When damaged or fractured collagen-rich hard tissues are repaired by resin material, the collagen matrix may be used as a scaffold, after removal of the natural minerals, for resin monomers to penetrate and polymerize in-situ. Formation of a collagen-polymer hybrid biocomposite via mechanical hybridization provides a stable and strong link between endogenous tissue and the prosthesis for successful clinical integration. However, the heterogeneity between hydrophobic resin polymers and hydrophilic collagen presents a challenge to the quality of hybrid biocomposite. The objective of the present study was to evaluate the potential benefits of a collagen-reactive monomer (CRM, an isocyanate-terminated urethane-based methacrylate) with covalent affinity to collagen as “chemical link” to enhance in-situ resin hybridization within a collagen scaffold. Here, the CRM ligand with active isocyanate group may be chemically grafted onto the collagen receptor via covalent and hydrogen bonds. Dentin-derived collagen chemical modified by CRM shows improved mechanical property, thermostability and enzymatic stability. Moreover, CRM inhibited both exogenous and endogenous collagenase activities. The modification of collagen by chemical grafting of resin monomers improved its mechanical and physicochemical properties and demonstrated the potential of CRM for use in promoting chemical adhesion and creating a much stronger and durable bonding interface. Formation of a chemical bond between polymer and collagen scaffold in-situ improves the mechanical performance of collagen and may create a much stronger and durable collagen-polymer hybrid material. Addition of CRM into adhesives might effectively prolong the longevity of clinical resin-bonded restorations.

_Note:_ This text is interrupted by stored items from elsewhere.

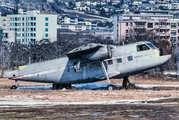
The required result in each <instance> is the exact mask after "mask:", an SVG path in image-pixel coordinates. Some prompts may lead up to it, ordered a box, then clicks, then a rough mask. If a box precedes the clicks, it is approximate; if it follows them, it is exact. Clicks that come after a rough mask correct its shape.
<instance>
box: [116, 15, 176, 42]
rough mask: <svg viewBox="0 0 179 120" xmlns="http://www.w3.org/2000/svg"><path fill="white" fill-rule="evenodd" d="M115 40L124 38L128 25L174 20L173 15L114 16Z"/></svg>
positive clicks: (130, 15) (131, 15)
mask: <svg viewBox="0 0 179 120" xmlns="http://www.w3.org/2000/svg"><path fill="white" fill-rule="evenodd" d="M113 19H114V20H113V24H114V27H113V31H114V32H113V38H114V41H120V39H122V38H121V37H120V36H124V34H123V33H124V31H125V30H126V27H125V24H126V23H133V22H135V21H159V20H172V19H173V15H168V14H121V15H115V16H113ZM123 27H124V28H123Z"/></svg>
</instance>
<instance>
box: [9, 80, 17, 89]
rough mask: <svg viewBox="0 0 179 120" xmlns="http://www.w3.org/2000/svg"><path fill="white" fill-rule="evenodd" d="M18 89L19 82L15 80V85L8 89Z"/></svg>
mask: <svg viewBox="0 0 179 120" xmlns="http://www.w3.org/2000/svg"><path fill="white" fill-rule="evenodd" d="M18 87H19V82H18V81H17V80H16V81H15V83H14V85H13V86H11V88H10V89H17V88H18Z"/></svg>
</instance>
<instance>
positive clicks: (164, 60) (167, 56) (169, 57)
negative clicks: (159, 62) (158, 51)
mask: <svg viewBox="0 0 179 120" xmlns="http://www.w3.org/2000/svg"><path fill="white" fill-rule="evenodd" d="M170 58H171V55H164V56H160V63H161V64H162V65H163V64H165V63H166V62H168V61H169V60H170Z"/></svg>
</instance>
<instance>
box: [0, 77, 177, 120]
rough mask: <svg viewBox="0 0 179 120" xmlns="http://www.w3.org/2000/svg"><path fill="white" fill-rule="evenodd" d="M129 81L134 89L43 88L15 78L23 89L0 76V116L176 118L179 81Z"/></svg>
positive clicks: (169, 80)
mask: <svg viewBox="0 0 179 120" xmlns="http://www.w3.org/2000/svg"><path fill="white" fill-rule="evenodd" d="M105 82H106V81H104V83H105ZM111 82H112V83H113V84H121V83H122V79H119V80H117V79H116V80H111ZM130 82H131V83H134V84H136V86H137V88H138V89H134V90H124V89H121V90H113V91H108V90H76V89H71V90H51V89H43V88H46V87H47V88H50V86H51V84H48V83H34V82H22V81H19V85H20V87H21V88H23V87H24V89H17V90H12V89H9V88H10V87H11V86H12V85H13V84H14V81H11V80H8V79H6V78H1V79H0V119H83V120H84V119H109V120H111V119H118V120H119V119H121V120H122V119H134V120H135V119H136V120H138V119H142V120H148V119H152V120H153V119H157V120H158V119H161V120H164V119H170V120H171V119H173V120H177V119H179V80H165V79H157V78H152V79H143V78H139V77H130ZM32 86H36V87H38V86H43V87H42V89H41V88H40V89H34V88H35V87H34V88H28V87H32ZM26 88H28V89H26ZM149 88H150V89H149Z"/></svg>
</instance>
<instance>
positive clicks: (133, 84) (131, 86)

当通过树脂材料修复受损或破裂的富含胶原蛋白的硬组织时，胶原蛋白基质可以在除去天然矿物质后用作支架，以使树脂单体渗透并原位聚合。通过机械杂交形成胶原蛋白-聚合物杂化生物复合材料，为成功进行临床整合提供了内源性组织与假体之间的稳定而牢固的联系。然而，疏水性树脂聚合物和亲水性胶原之间的异质性对杂化生物复合材料的质量提出了挑战。本研究的目的是评估对胶原具有共价亲和力的胶原反应性单体（CRM，异氰酸酯封端的氨基甲酸酯基甲基丙烯酸酯）作为“化学连接”的潜在益处，以增强胶原内的原位树脂杂交脚手架。在此，具有活性异氰酸酯基的CRM配体可以通过共价键和氢键化学接枝到胶原受体上。CRM修饰的牙本质衍生胶原蛋白显示出改善的机械性能，热稳定性和酶稳定性。此外，CRM抑制外源和内源性胶原酶的活性。通过树脂单体的化学接枝对胶原蛋白进行的改性改善了其机械和物理化学性能，并证明了CRM在促进化学粘合和创建更坚固耐用的粘合界面方面的潜力。在聚合物和胶原蛋白支架之间原位形成化学键改善了胶原蛋白的机械性能，并且可以产生更坚固和耐用的胶原蛋白-聚合物杂化材料。